Home » Math basics » Linear algebra » What are eigenvectors and eigenvalues?

What are eigenvectors and eigenvalues?

Contents

1 Introduction
2 Calculating the eigenvalues
3 Calculating the first eigenvector
4 Calculating the second eigenvector
5 Conclusion

Introduction

Eigenvectors and eigenvalues have many important applications in computer vision and machine learning in general. Well known examples are PCA (Principal Component Analysis) for dimensionality reduction or EigenFaces for face recognition. An interesting use of eigenvectors and eigenvalues is also illustrated in my post about error ellipses. Furthermore, eigendecomposition forms the base of the geometric interpretation of covariance matrices, discussed in an more recent post. In this article, I will provide a gentle introduction into this mathematical concept, and will show how to manually obtain the eigendecomposition of a 2D square matrix.
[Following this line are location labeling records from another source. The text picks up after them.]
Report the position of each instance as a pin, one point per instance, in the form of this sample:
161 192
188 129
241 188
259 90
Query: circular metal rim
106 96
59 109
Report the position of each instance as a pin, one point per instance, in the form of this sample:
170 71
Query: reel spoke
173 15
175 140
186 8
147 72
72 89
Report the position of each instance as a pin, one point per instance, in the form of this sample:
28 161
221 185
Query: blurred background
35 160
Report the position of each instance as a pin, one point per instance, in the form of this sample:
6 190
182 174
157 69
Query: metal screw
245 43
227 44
An eigenvector is a vector whose direction remains unchanged when a linear transformation is applied to it. Consider the image below in which three vectors are shown. The green square is only drawn to illustrate the linear transformation that is applied to each of these three vectors.
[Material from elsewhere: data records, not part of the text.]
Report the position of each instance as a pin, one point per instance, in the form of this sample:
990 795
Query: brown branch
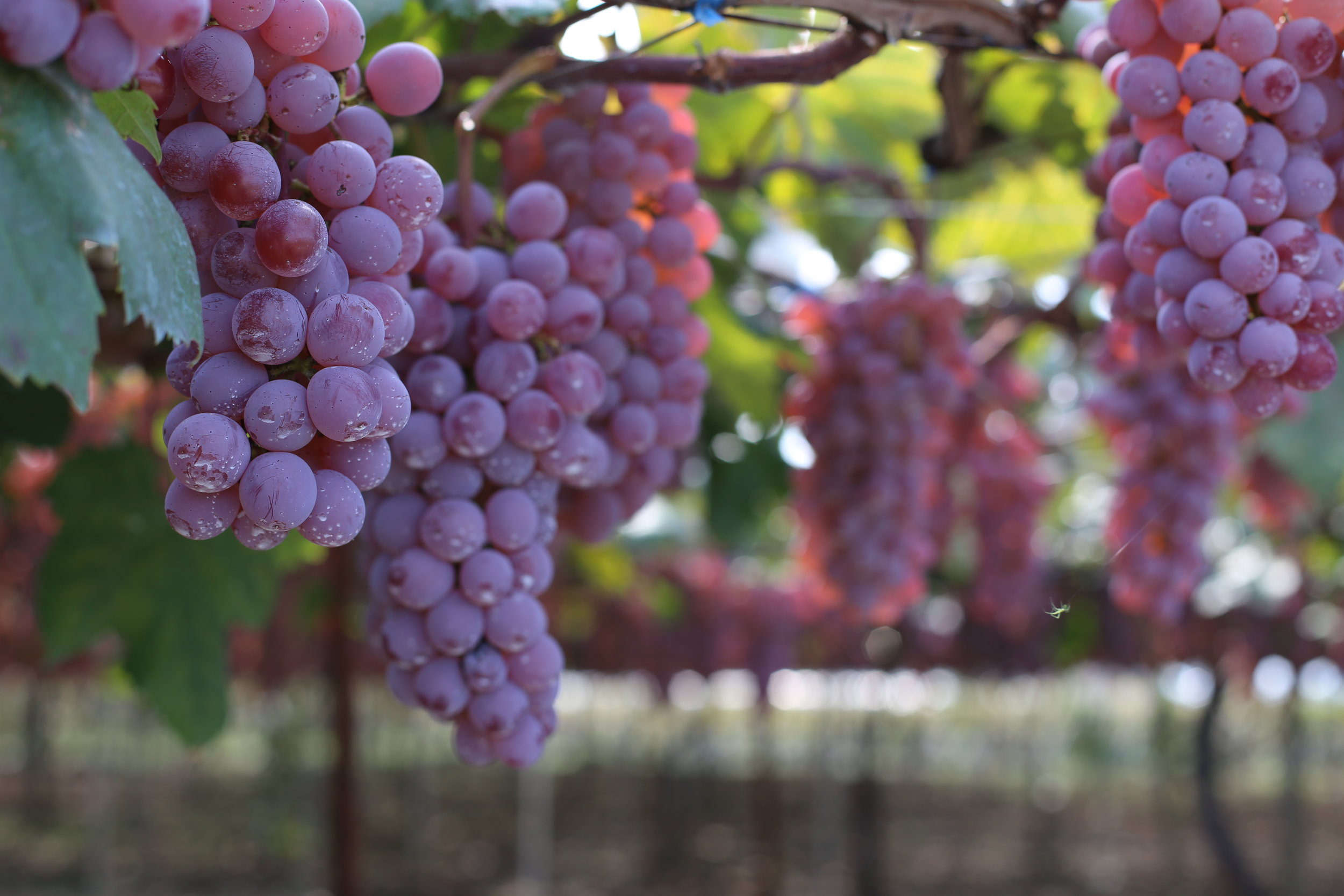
719 71
977 23
468 123
1211 812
Eigenvectors (red) do not change direction when a linear transformation (e.g. scaling) is applied to them. Other vectors (yellow) do.
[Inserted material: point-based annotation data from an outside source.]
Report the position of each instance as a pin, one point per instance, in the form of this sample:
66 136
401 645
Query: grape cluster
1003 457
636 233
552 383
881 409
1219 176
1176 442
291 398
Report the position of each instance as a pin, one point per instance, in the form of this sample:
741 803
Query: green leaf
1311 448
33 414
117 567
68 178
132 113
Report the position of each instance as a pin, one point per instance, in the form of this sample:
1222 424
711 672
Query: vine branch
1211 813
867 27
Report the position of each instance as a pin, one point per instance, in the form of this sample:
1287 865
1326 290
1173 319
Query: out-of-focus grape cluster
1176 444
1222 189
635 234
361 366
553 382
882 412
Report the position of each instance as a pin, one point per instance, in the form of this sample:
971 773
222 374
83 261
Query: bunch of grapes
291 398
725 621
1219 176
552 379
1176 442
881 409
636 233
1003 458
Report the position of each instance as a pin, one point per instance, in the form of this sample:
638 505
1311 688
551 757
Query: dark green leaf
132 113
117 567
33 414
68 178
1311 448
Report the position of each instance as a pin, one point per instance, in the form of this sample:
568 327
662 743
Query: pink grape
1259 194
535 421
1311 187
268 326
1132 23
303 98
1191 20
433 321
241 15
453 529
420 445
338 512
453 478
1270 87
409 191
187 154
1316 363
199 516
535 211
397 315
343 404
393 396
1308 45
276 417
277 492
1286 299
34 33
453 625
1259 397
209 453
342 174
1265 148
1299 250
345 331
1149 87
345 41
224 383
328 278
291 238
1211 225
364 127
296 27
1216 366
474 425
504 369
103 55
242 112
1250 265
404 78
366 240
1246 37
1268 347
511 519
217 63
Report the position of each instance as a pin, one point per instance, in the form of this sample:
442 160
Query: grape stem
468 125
The transformation in this case is a simple scaling with factor 2 in the horizontal direction and factor 0.5 in the vertical direction, such that the transformation matrix $A$ is defined as:

$A=\begin{bmatrix} 2 & 0 \\ 0 & 0.5 \end{bmatrix}$ .

A vector $\vec{v}=(x,y)$ is then scaled by applying this transformation as $\vec{v}\prime = A\vec{v}$ . The above figure shows that the direction of some vectors (shown in red) is not affected by this linear transformation. These vectors are called eigenvectors of the transformation, and uniquely define the square matrix $A$ . This unique, deterministic relation is exactly the reason that those vectors are called ‘eigenvectors’ (Eigen means ‘specific’ in German).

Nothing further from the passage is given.